As the Internet of Things expands, credit unions are dipping a toe into the wearables space to the point where members of some credit unions can now celebrate their 10,000 daily steps by purchasing items with a swipe of new FitBit and Garmin devices.
“Getting involved in wearable devices comes back to our payment vision to provide payment solutions to our members that are both relevant and intuitive,” said BECU’s Digital Payments Senior Manager of Product Management Nidhi Shandilya. “Wearables payment form factors makes our members’ lives easier.”
BECU and First Tech Federal Credit Union are early adopters of these new wearable devices. Both CUs are supported by CO-OP Financial Services, which offers those technologies as part of a partnership with MasterCard.
“We are helping credit unions work with partners that may otherwise be out of reach. Digital wallet enrollment is a process we have fine-tuned since the early days of Apple Pay,” said Todd Clark CEO of the Rancho Cucamonga, Calif.-based CO-OP Financial Services CEO Todd Clark.
“Wearable payments – whether made from a watch, a jacket, a pair of sunglasses – they are powered by a digital wallet,” said Clark. “That’s a really important clarification because some credit unions will hear ‘wearables’ and dismiss it as technology too advanced for their current capabilities.”
First Tech Federal Credit Union’s Vice President of Cards & Payments Terry Rodrick explained that the CU has been involved with Apple Pay since 2015. Since then, First Tech FCU has rolled out other digital wallets including Android Pay and Samsung Pay.
“When MasterCard approached us a few months ago about participating in the pilot for the Fitbit and Garmin payment devices, we were eager to do so,” said Rodrick.
The $10.6 billion Mountain View, Calif.-based First Tech supports over 488,000 members, 302,000 who are active online banking users and 117,000 who are active mobile users.
“We anticipate that we’ll see five percent of our member base utilizing wearable payment devices in 2017, and possibly seven to 10 percent in 2018,” said Rodrick. “However, we won’t hit 10 percent unless merchant acceptance becomes more ubiquitous and the device costs come way down.”
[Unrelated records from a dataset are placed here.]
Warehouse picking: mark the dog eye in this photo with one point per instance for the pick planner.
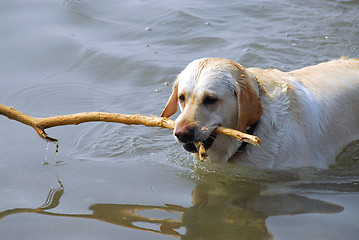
(182, 98)
(210, 100)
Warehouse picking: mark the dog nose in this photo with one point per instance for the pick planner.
(185, 134)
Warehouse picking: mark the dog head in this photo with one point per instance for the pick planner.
(213, 92)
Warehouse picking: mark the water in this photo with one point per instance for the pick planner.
(110, 181)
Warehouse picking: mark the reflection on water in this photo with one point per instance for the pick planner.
(218, 211)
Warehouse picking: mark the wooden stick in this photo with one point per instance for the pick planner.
(201, 151)
(40, 124)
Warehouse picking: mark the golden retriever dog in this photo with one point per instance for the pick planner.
(303, 117)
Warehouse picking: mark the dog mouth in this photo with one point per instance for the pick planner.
(190, 147)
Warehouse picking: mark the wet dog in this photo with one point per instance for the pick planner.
(303, 117)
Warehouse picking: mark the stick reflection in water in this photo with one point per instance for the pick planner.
(220, 211)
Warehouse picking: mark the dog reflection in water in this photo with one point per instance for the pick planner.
(219, 211)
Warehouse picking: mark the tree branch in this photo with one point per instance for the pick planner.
(40, 124)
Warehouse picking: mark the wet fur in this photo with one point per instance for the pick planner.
(305, 117)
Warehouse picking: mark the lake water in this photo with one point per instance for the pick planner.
(111, 181)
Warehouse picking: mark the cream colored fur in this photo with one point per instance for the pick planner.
(305, 117)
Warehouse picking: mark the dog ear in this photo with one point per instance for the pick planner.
(171, 107)
(249, 106)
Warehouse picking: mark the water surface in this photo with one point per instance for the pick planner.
(110, 181)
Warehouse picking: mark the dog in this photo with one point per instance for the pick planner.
(304, 117)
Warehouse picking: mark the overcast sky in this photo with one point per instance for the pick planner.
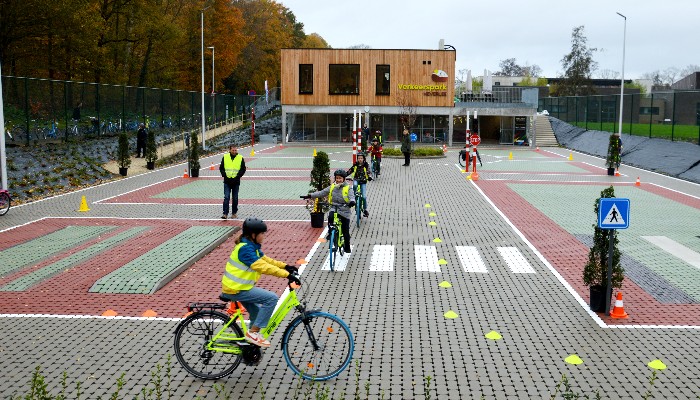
(660, 34)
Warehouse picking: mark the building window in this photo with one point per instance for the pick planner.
(306, 78)
(649, 110)
(344, 79)
(383, 80)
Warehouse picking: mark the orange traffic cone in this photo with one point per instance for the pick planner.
(619, 309)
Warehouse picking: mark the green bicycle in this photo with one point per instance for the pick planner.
(210, 341)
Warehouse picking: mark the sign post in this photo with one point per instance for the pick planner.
(613, 213)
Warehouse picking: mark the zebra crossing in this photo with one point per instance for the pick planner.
(426, 259)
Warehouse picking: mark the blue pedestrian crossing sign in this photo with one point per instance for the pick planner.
(614, 213)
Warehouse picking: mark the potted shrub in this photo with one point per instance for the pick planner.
(614, 153)
(595, 271)
(151, 151)
(193, 157)
(123, 155)
(320, 179)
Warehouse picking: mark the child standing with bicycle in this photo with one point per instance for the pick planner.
(360, 172)
(243, 269)
(341, 199)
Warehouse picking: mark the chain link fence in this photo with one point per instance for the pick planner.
(672, 115)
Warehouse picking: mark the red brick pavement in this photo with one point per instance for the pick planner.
(67, 293)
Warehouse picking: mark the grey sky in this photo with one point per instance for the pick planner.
(660, 35)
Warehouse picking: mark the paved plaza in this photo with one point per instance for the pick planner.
(441, 263)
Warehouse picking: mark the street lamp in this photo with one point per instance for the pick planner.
(213, 85)
(622, 80)
(201, 13)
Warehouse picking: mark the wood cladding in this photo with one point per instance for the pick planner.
(411, 77)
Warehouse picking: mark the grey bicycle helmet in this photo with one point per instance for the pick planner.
(253, 225)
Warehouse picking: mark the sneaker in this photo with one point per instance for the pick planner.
(256, 339)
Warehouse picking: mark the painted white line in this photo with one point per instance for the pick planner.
(675, 249)
(426, 258)
(341, 262)
(470, 259)
(515, 260)
(382, 258)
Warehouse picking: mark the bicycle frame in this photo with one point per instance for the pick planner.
(225, 342)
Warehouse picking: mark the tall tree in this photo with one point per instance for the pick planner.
(578, 66)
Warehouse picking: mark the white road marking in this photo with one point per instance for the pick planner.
(515, 260)
(382, 258)
(470, 259)
(426, 259)
(675, 249)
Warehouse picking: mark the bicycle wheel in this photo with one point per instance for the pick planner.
(319, 347)
(4, 203)
(191, 338)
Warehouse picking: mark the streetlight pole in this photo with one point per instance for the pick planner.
(213, 85)
(201, 13)
(622, 80)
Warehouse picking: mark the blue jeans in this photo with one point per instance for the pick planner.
(260, 304)
(231, 193)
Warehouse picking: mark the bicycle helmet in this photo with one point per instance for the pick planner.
(253, 225)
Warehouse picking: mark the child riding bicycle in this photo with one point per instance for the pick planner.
(360, 173)
(340, 199)
(375, 151)
(243, 269)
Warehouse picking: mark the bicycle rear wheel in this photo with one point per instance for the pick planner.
(4, 203)
(319, 346)
(191, 339)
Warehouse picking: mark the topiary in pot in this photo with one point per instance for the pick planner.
(595, 271)
(320, 179)
(193, 157)
(151, 151)
(614, 153)
(123, 155)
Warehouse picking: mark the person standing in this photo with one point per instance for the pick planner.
(406, 148)
(232, 169)
(141, 141)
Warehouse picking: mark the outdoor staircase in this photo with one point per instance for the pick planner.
(544, 135)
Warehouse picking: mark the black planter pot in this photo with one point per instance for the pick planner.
(317, 220)
(597, 298)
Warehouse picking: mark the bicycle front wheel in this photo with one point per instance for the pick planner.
(191, 339)
(4, 203)
(319, 346)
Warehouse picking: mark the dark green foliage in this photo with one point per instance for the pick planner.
(193, 157)
(123, 155)
(151, 152)
(596, 269)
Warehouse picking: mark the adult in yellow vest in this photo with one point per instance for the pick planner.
(232, 169)
(243, 269)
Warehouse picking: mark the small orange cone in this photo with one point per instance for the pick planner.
(619, 309)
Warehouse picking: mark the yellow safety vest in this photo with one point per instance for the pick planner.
(238, 276)
(346, 191)
(232, 166)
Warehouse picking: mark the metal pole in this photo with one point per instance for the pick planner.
(622, 80)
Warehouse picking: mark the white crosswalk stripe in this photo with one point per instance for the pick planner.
(426, 259)
(382, 258)
(515, 260)
(470, 259)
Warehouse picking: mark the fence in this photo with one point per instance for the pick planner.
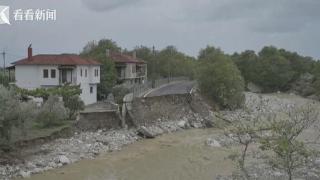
(141, 89)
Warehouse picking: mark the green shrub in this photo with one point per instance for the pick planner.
(52, 113)
(119, 93)
(74, 104)
(14, 114)
(220, 80)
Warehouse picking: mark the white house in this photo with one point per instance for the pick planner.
(45, 71)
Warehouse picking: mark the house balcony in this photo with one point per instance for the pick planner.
(67, 75)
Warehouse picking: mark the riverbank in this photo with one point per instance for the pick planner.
(84, 145)
(89, 145)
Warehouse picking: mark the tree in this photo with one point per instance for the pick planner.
(13, 114)
(108, 76)
(220, 80)
(289, 153)
(248, 64)
(246, 129)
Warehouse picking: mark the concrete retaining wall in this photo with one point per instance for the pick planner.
(98, 120)
(150, 110)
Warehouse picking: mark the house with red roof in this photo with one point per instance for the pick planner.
(47, 70)
(130, 69)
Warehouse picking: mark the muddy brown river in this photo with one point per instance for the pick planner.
(182, 155)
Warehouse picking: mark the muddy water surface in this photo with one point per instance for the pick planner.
(182, 155)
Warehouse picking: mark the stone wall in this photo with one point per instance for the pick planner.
(98, 120)
(146, 111)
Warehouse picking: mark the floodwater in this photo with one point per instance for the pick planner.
(182, 155)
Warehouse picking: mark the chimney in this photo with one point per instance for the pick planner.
(30, 52)
(108, 52)
(134, 54)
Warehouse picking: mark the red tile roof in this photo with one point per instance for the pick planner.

After a period of beta testing to ensure payments were quick and seamless, the Tukwila, Wash.-based BECU was go live this month with payments capabilities for the FitBit Ionic and Garmin Vivoactive 3, both of which retail for $299.
The $17.2 billion BECU supports more than one million members, and Shandilya noted that more than 60 percent of these members are active mobile users, while just six percent are active mobile wallet users. She said the CU has “received a steady endorsement on digital wallets” from members, but time will tell if wearables will be as desirable.
“As with any emerging payments product, except for early adopters, there can be initial skepticism among the general users,” said Shandilya. “Most of it is around understanding how the technology works, which may manifest in terms of an either adoption or security concern.”
Will credit unions adopt?
Whether or not credit unions will take a wait-and-see approach or quickly jump on the wearable train will depend on respective digital strategies, said Clark. He pointed to a recent CO-OP survey that found 88 percent of respondents said digital transformation is “extremely or quite” important. Additionally, 73 percent said their credit union is planning “to increase budgets for digital initiatives” in 2018.
“Credit union executives see very clearly the need to offer members, and prospective members, digital experiences. And that’s because the average consumer is having digital experiences all day long in every aspect of their lives,” said Clark. “They are expecting their credit union to provide seamless access to the apps, devices, platforms and experiences they love and that includes wearables.”
From a CU technology perspective, Shandilya said “the bulk of the work” in relation to these new wearable devices was done in partnership with CO-OP and the card networks during initial digital wallets rollout in 2015.
“We were using the tokenization as the underlying technology, which essentially replaces a card’s PAN number (the 16-digit number on the plastic card) with a unique alternate card number or token,” said Shandilya.
“Wearables are just another implementation of a digital wallet in this sense,” Shandilya continued. “As an early adopter of the various digital wallets that have launched over the last couple of years, one of the things that we discovered is the amazing repeatability of this secure and seamless payment technology.”
In Rodrick’s view, the adoption of these wearable devise will likely be slow due to pricing as well as the time and resources required for proper implementation. But these factors will not deter the CU’s approach to the digital payment landscape.
“We don’t want to blow the horn as loudly now that everyone has a device that’s wallet enabled, but we’ll continue to add every wallet that we are eligible to participate in and communicate that out to members that are looking for it,” he said.